I have dataframe of dns(string) and ip-address (string). I would like to use a UDF to apply python function I created that searches for distinct/unique dns and correlates that to the number of ips it matches on. Finally it will output that information out into a list. The end results is the UDF takes a dataframe and returns a list.
#creating sample data
from pyspark.sql import Row
l = [('pipe.skype.com','172.25.132.26'),('management.azure.com','172.25.24.57'),('pipe.skype.com','172.11.128.10'),('management.azure.com','172.16.12.22'),('www.google.com','172.26.51.144'),('collector.exceptionless.io','172.22.2.21')]
rdd = sc.parallelize(l)
data = rdd.map(lambda x: Row(dns_host=x[0], src_ipv4=x[1]))

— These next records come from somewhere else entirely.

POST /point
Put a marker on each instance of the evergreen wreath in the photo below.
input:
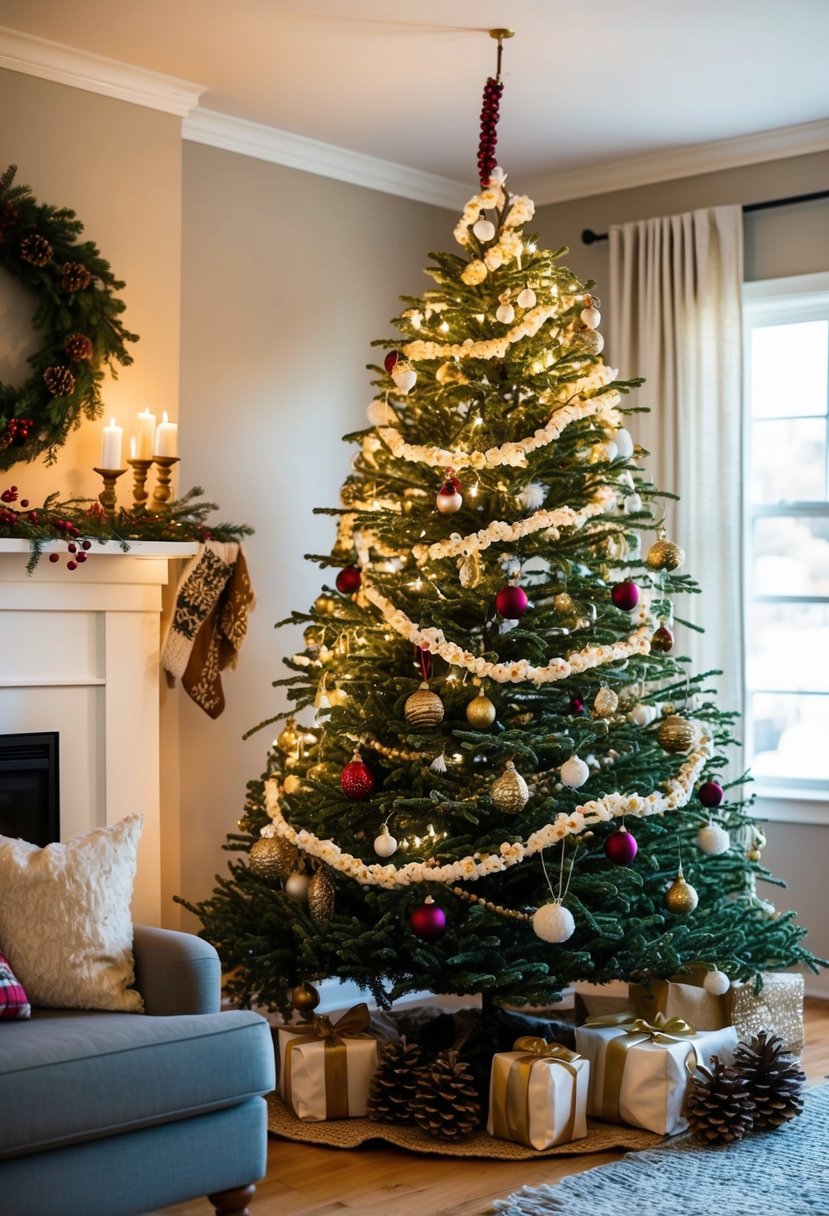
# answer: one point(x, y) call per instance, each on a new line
point(78, 313)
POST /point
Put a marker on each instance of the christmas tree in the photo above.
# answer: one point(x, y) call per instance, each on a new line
point(497, 773)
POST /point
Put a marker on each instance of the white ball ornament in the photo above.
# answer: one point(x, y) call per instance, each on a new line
point(714, 839)
point(574, 772)
point(553, 922)
point(716, 983)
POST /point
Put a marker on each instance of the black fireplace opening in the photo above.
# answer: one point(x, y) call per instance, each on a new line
point(29, 787)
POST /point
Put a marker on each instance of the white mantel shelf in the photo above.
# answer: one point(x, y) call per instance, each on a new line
point(79, 654)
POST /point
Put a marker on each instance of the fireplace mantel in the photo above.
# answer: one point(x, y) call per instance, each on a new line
point(79, 654)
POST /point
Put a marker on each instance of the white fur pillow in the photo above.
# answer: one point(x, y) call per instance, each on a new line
point(65, 918)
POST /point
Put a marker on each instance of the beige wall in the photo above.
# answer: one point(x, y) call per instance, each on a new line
point(287, 279)
point(778, 242)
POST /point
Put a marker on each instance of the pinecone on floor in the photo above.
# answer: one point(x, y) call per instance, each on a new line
point(446, 1104)
point(774, 1077)
point(720, 1107)
point(393, 1087)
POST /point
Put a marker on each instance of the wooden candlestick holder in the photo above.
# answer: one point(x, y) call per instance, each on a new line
point(162, 493)
point(107, 495)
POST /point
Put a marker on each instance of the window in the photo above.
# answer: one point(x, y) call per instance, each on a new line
point(787, 534)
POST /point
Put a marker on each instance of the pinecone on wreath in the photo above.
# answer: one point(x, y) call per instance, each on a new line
point(774, 1077)
point(394, 1085)
point(720, 1107)
point(446, 1104)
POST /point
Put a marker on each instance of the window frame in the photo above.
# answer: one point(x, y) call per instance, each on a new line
point(778, 302)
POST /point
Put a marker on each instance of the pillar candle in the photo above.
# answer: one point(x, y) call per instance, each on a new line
point(145, 437)
point(111, 445)
point(167, 438)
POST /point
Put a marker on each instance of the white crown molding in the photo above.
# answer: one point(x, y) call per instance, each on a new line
point(325, 159)
point(687, 162)
point(80, 69)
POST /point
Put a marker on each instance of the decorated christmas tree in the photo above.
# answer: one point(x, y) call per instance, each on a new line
point(497, 775)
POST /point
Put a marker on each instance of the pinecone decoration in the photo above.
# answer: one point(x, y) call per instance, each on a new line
point(75, 276)
point(394, 1085)
point(720, 1107)
point(60, 381)
point(37, 251)
point(446, 1104)
point(774, 1079)
point(78, 347)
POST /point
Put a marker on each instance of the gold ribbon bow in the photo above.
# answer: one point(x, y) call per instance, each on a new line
point(511, 1095)
point(353, 1024)
point(635, 1030)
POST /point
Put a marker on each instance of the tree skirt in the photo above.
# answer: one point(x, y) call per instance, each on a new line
point(351, 1132)
point(780, 1171)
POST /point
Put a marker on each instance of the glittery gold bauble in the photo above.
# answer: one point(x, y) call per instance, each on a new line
point(326, 606)
point(288, 738)
point(469, 570)
point(681, 898)
point(664, 555)
point(272, 857)
point(509, 793)
point(480, 711)
point(676, 735)
point(607, 702)
point(423, 709)
point(321, 896)
point(304, 997)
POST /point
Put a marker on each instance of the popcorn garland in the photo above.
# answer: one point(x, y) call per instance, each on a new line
point(469, 868)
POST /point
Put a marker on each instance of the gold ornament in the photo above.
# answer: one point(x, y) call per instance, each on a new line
point(480, 711)
point(305, 997)
point(423, 709)
point(607, 703)
point(676, 733)
point(321, 891)
point(326, 606)
point(681, 898)
point(509, 793)
point(272, 857)
point(469, 570)
point(664, 555)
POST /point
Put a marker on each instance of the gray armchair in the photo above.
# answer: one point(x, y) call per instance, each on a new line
point(116, 1114)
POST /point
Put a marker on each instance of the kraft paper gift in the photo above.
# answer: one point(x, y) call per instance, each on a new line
point(639, 1071)
point(326, 1069)
point(539, 1095)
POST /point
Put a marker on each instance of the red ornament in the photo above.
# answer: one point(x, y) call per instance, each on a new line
point(348, 580)
point(620, 848)
point(663, 640)
point(625, 595)
point(356, 778)
point(511, 602)
point(710, 793)
point(428, 921)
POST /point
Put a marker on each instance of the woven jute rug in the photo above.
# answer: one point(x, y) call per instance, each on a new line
point(353, 1132)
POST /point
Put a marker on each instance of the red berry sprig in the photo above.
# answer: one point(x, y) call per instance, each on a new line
point(489, 134)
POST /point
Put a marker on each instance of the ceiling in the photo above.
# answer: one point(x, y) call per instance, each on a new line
point(586, 85)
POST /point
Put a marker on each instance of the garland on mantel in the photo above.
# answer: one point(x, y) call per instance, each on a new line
point(82, 522)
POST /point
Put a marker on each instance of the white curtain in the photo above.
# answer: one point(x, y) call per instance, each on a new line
point(676, 320)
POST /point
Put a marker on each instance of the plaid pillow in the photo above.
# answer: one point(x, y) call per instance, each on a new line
point(13, 1001)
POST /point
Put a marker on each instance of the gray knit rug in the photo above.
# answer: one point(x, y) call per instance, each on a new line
point(784, 1172)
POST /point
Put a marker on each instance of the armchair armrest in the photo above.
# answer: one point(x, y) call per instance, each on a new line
point(175, 972)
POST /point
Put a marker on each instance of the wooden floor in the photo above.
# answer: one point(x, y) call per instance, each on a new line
point(308, 1181)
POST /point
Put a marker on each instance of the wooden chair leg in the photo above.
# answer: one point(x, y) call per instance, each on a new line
point(232, 1203)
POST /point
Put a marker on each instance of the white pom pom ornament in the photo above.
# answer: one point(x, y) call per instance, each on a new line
point(553, 922)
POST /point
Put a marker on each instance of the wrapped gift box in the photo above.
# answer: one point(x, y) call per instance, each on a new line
point(639, 1073)
point(539, 1095)
point(325, 1070)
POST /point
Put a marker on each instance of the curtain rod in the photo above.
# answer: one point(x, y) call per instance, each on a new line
point(590, 237)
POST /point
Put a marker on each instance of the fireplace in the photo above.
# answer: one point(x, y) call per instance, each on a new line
point(29, 799)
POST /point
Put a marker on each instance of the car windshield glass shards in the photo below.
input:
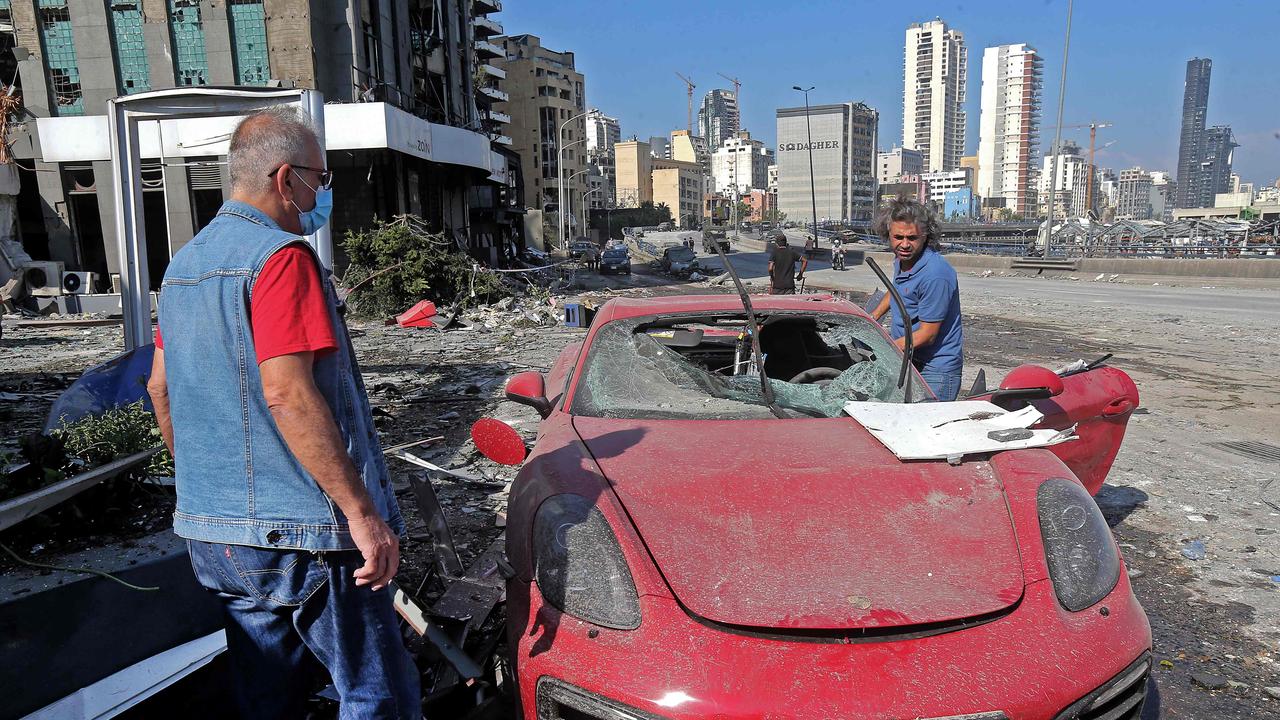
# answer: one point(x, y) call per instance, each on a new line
point(699, 368)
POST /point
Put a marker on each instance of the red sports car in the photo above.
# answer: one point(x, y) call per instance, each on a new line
point(688, 543)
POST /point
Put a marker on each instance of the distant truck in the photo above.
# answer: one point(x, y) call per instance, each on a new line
point(713, 237)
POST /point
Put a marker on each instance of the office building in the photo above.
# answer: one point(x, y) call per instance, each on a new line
point(741, 164)
point(661, 146)
point(1161, 196)
point(644, 178)
point(896, 163)
point(1133, 196)
point(844, 162)
point(1191, 192)
point(935, 83)
point(602, 133)
point(443, 154)
point(547, 104)
point(1070, 188)
point(1214, 174)
point(718, 118)
point(1009, 127)
point(938, 185)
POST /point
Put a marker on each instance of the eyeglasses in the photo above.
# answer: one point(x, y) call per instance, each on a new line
point(325, 176)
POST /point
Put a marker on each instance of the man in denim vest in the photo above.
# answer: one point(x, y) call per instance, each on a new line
point(283, 493)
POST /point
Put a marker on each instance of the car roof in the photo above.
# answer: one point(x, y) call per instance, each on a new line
point(624, 308)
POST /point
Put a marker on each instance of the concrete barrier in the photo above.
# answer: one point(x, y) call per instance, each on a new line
point(1257, 268)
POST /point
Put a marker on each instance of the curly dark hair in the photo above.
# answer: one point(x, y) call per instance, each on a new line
point(904, 209)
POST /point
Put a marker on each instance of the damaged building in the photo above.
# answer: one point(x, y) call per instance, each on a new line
point(407, 87)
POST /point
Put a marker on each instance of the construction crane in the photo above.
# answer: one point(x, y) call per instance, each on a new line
point(691, 86)
point(1093, 136)
point(737, 96)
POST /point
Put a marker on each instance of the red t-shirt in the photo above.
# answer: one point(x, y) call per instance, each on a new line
point(289, 310)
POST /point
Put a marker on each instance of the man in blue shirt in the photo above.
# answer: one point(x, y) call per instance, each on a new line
point(929, 290)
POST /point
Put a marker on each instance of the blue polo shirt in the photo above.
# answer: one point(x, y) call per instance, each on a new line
point(932, 295)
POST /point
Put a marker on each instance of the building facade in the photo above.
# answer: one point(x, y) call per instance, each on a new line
point(1191, 191)
point(545, 99)
point(1070, 188)
point(1215, 164)
point(420, 68)
point(938, 185)
point(1133, 195)
point(890, 167)
point(644, 178)
point(718, 118)
point(740, 165)
point(844, 162)
point(602, 133)
point(935, 83)
point(1009, 127)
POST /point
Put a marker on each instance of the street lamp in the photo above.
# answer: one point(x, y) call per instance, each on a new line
point(813, 191)
point(561, 195)
point(583, 205)
point(567, 214)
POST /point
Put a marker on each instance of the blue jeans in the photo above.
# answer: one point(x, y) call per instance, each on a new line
point(284, 609)
point(945, 384)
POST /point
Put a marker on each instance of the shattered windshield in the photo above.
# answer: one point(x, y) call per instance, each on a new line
point(700, 368)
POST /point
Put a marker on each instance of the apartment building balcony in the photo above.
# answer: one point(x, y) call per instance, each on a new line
point(487, 27)
point(485, 49)
point(493, 94)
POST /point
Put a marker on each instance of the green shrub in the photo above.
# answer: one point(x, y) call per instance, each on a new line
point(396, 264)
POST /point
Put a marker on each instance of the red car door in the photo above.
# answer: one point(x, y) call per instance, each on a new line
point(1098, 402)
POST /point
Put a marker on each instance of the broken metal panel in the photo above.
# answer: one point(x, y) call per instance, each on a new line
point(442, 538)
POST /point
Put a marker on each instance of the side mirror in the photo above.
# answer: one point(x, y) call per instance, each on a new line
point(498, 441)
point(529, 388)
point(1025, 377)
point(1025, 383)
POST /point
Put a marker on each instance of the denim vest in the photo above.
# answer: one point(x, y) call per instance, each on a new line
point(237, 479)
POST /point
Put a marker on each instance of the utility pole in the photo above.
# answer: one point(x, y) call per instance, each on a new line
point(1057, 135)
point(691, 86)
point(813, 191)
point(1088, 190)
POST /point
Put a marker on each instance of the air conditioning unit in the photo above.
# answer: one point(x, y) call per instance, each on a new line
point(77, 282)
point(44, 278)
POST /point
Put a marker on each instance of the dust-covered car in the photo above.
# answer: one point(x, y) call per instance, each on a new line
point(704, 529)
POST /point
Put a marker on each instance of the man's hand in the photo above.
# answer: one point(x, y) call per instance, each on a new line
point(380, 548)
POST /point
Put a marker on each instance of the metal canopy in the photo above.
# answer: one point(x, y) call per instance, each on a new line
point(123, 115)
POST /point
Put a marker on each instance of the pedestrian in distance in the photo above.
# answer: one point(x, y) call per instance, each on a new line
point(782, 267)
point(929, 290)
point(283, 493)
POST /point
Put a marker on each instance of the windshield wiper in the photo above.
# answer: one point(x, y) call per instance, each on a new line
point(904, 377)
point(766, 388)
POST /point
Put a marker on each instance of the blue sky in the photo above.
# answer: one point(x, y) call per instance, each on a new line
point(1127, 63)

data_df = sqlContext.createDataFrame(data)
def beaconing_aggreagte(df):
"""Loops through unique hostnames and correlates them to unique src ip. If an individual hostname has less than 5 unique source ip connection, moves to the next step"""
dns_host = df.select("dns_host").distinct().rdd.flatMap(lambda x: x).collect()
HIT_THRESHOLD = 5
data = []
for dns in dns_host:
dns_data =[]
testing = df.where((f.col("dns_host") == dns)).select("src_ipv4").distinct().rdd.flatMap(lambda x: x).collect()
if 0 < len(testing) <= 5: #must have less than 5 unique src ip for significance
dns_data.append(dns)
data.append([testing,dns_data])
print([testing,dns_data])
return data
I think it is possible that my schema is incorrect
#Expected return from function: [[['172.25.24.57','172.16.12.22'],[management.azure.com]],..]
array_schema = StructType([
StructField('ip', ArrayType(StringType()), nullable=False),
StructField('hostname', ArrayType(StringType()), nullable=False)
])
testing_udf_beaconing_aggreagte = udf(lambda z: beaconing_aggreagte(z), array_schema)
df_testing = testing_df.select('*',testing_udf_beaconing_aggreagte(array('dns_host','src_ipv4')))
df_testing.show()
This errors out to:
org.apache.spark.SparkException: Job aborted due to stage failure: Task 0 in stage 1248.0 failed 4 times, most recent failure: Lost task 0.3 in stage 1248.0 (TID 3846823, 10.139.64.23, executor 13): org.apache.spark.api.python.PythonException: Traceback (most recent call last):
My end goal is to take a df and return a list in the format [[[list of ips], [dns_host]],...]. I am attempting to use UDF to help parallelize the operations over the cluster instead of using one executor.